Mis maestros fueron primero Mara Menéndez (mi mamá) y Rubén Soriente. Fueron los que me iniciaron en el taller, en las ganas de seguir ese camino, en la pasión por la pintura y también los que me dijeron que podía, que le de para adelante, que era buena. No se si lo era, pero fue muy importante que me dieran esa seguridad, esa palmada en el hombro que te dice “vos podés”. Claudio Scheffer me dio una base muy importante en mi formación, separó la paja del trigo, los si y los no de la pintura; podría decir que me enseñó a saber ver. Ellos venían de la escuela de Tito Acuña, un maestro de acá que, aunque ya no esté, siguen colándose sus enseñanzas en cada rincón donde se habla de pintura. Jorge Aranda abrió la puerta de los “si, esto también vale”, me liberó un poco más en este camino en el que es difícil no volcar toda la estructura que uno carga. Empecé a tomar clases de grabado con Mabel Berzano y ya encuentro que se abren mundos nuevos. A todos ellos los fui eligiendo porque admiro enormemente su trabajo y además es gente linda que hace bien. Mis otros maestros están en los libros, Gustav Klimt con sus ornamentos y espacios para estudiar a lo loco, Egon Schielle con su figura profunda, con su línea suelta y comprometida en lo humano, la pincelada y el color de Van Gogh, los blancos de Joaquín Soroya, Alfons Mucha con el art Nouveau, Quinquela Martín con su color, su vida, sus temas populares, su hacer en el barrio. Son maestros muy presentes; ante cualquier duda agarro un libro y vuelvo a estudiarlos ¡Maestros de por vida! Ojala pueda incorporar en mi pintura, de a poco, algo de todos ellos.

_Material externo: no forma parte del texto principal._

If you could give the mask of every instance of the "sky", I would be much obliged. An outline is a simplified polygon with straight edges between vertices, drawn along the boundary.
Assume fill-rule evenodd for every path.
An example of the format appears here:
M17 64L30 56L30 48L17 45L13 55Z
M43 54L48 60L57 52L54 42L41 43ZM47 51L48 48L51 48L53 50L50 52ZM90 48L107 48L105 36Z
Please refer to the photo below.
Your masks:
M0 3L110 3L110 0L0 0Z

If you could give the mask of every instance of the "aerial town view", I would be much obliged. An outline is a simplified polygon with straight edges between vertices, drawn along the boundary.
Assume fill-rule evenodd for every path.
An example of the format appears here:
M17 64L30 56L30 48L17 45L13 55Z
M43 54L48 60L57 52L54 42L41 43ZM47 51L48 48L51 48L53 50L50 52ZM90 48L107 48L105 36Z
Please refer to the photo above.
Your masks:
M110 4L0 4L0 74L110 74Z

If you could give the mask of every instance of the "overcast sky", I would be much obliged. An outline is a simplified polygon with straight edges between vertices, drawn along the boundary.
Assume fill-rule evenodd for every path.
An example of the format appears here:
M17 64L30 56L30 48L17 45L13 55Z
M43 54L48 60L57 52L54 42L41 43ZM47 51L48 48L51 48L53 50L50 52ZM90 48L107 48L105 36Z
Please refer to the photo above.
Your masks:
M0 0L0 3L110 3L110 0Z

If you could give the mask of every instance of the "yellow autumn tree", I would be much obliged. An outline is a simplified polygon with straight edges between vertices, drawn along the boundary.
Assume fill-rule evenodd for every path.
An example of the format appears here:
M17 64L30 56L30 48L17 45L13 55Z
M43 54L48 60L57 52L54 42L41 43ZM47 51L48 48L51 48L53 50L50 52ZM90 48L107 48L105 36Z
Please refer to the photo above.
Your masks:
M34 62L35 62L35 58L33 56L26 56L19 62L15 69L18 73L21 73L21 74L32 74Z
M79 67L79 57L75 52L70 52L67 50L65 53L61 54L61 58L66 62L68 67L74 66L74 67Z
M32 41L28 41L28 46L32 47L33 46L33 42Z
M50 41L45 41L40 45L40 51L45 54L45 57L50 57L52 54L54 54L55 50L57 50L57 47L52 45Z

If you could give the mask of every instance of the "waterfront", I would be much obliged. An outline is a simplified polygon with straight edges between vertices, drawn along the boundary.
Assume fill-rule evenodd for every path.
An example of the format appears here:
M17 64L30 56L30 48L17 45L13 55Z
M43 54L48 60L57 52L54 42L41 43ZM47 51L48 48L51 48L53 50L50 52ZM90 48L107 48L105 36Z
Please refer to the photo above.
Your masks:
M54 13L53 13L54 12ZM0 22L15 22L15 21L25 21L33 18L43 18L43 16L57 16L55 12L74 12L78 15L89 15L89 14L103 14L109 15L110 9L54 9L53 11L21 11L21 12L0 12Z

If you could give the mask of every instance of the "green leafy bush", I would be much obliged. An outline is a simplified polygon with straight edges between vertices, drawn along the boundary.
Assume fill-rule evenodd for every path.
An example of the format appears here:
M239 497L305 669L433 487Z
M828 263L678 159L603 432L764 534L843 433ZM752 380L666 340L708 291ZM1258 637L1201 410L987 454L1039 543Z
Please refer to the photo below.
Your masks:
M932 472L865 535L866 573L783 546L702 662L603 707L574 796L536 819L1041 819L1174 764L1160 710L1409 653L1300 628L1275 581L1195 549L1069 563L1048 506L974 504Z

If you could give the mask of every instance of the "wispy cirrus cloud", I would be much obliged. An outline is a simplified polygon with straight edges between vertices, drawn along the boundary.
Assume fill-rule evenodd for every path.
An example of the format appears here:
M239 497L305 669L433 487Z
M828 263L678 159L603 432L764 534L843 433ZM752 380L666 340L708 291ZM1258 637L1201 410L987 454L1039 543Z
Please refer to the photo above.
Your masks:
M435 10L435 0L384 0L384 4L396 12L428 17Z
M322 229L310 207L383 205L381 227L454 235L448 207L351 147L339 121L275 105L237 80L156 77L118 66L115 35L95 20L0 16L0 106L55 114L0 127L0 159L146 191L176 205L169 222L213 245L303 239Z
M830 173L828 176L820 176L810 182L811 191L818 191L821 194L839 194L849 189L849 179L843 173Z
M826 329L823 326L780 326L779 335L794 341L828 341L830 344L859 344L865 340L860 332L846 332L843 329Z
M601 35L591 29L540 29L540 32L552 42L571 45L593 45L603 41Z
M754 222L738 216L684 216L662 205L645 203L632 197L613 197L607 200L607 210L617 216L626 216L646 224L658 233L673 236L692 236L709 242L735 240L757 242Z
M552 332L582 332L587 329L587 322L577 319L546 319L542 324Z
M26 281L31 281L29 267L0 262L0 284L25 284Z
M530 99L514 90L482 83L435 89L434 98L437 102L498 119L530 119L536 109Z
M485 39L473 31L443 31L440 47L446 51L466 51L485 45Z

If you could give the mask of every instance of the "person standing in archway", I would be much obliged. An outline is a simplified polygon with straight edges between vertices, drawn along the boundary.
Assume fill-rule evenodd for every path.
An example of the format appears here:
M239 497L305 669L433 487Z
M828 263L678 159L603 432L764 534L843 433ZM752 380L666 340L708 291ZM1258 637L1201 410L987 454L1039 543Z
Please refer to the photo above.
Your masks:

Debe ser difícil innovar y no repetir lo ya hecho…
Creo que hay una cuestión del pintor de necesitar buscar el estilo; la gente también te quiere llevar a eso. Igual creo que esto pasa en la vida en general, a todos nos es fácil etiquetar a la gente con su profesión o con alguna característica que tenga, encasillarlo y creer que entonces ya lo conoce, es una cuestión de seguridad. Creemos que aporta seguridad saber quien es el que se tiene al lado pero ¡Ni uno mismo se conoce! El artista debería estar permanentemente investigando y no quedarse encasillado en un estilo. Son pequeñas trabas que se presentan, el hecho de repetir constantemente el mismo modo de pintar puede hacerte famoso, te etiquetan, te conocen y es lindo el reconocimiento, pero cuidado que entonces se puede dejar de crecer, si se acaban las búsquedas ya no está la alegría de encontrar cosas nuevas, se vuelve lo mismo que un trabajo de oficina repetitivo y mecánico.
¿Entonces te molesta que te encasillen como ‘la muralista de Temperley’?
Ahí no me estarían encasillando en un estilo. Me gusta que me reconozcan por mi arte. Es lindo trabajar de lo que a uno le apasiona y que a los demás les guste y lo reconozcan. Por ejemplo, ahora encontré un estilo, si se quiere popular, que es esto de los cuadraditos que hice en el puente de Temperley. Descubrí que es fácil para coordinar a la gente para que trabaje con esto. Es popular porque puedo incluir a gente que tenga ganas de pintar y tengo muchas ganas de hacer esas movidas porque, además de que está bueno el resultado, puede abrir el juego. Si me encasillan con ese estilo de los cuadraditos, que es también el que tengo en el frente de mi taller, todo bien. Será mi problema si me quiero quedar ahí o no. Uno es lo que va descubriendo e incorporando. No somos seres aislados del universo, uno es gracias a lo que es el otro también. Y todos vamos cambiando a medida que nos relacionamos, sino nos congelamos, nos achatamos, nos estancamos.